An analogy for lifeSince Supanova and Tuesday’s IMAX event, more gold has been revealed in my pan. Friends have been supportive in social media. And one day, when I was feeling particularly depressed, I stood in the kitchen waiting for breakfast to finish cooking and I looked out the window to see this yellow flower, the first flower on this bush in my garden. It lightened my mood, shining like a light at the end of the tunnel into my broken heart. This flower reminded me how I enjoy the simple things in life, I appreciate the ‘free’ things in life. This flower reminded me to look to the friendships I’m building in this city that has felt so alien and isolating, look to the friendships. This flower reminded me of other good things that I should focus on instead of focusing on the crap.
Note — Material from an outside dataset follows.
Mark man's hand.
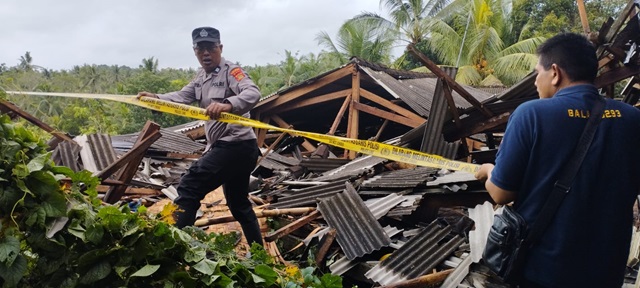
[207,102,233,119]
[136,91,158,100]
[475,163,495,181]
So often in my life there has been long gaps between good things happening. These have been the times of many tears and much sadness, the times when it’s extremely difficult to find anything good or hopeful in life. The times when refusal of disability access at university feels like it’s the end of the world. Times like this week, with Supanova followed by IMAX surrounded with encouragement from friends on social media, THESE ARE TIMES WHEN I SHOULD BE ENCOURAGED AND OF GOOD CHEER.

Even if refusal of disability access and bullying forces me to leave university, it should not be the end of my world. I have Dark Matter. I have all the people involved in Dark Matter (a small but precious group), and all the people who follow Dark Matter (you, dear reader) who are TEAM DARK MATTER. My life has never followed the path I’ve wanted or expected. It probably won’t start now, hard as I try to stay on this treacherous path that might lead to a career. If I stop trying so hard, maybe it’ll be easier: I’ve heard that walking tightropes is easier once you stop trying too hard to stay upright. If I stop trying so hard, maybe I’ll be able to appreciate what I have better, enjoy life more and build something unconventional – and maybe I won’t end up destitute living under a bridge, which is the overwhelming fear I have as an unemployed disabled person who went hungry and cold as a child.

Today I stopped to admire the flowers. I didn’t get too close: getting too close could be somewhat hazardous to my health because BEES. Tomorrow I’ll have another coffee. Next week maybe I’ll have coffee with a friend (other than poor Edward who has been almost my sole coffee companion for years now since moving to Melbourne) and talk about life, the universe and everything. I’d like to hear about someone else’s life, someone else’s ups and downs, in a personal, meaningful way outside of social media.

Share your joys you double them, share your sorrows you halve them.

I’m panning for gold. And looking for someone to share their joys with me. Am also good for sharing sorrow.

Below are some more photos of my garden that I took today, reminding myself of beauty and hope and to keep a positive focus.

Nalini is an award-winning writer and artist as well as managing editor of Dark Matter Zine.


  1. I know that feeling oh so well. I lost my job in January 2006 after being refused disability access repeatedly, including in writing. It’s been a saga since then. Who’d’a’ thought, living in a ‘civilised’ country in the twenty-first century as we do?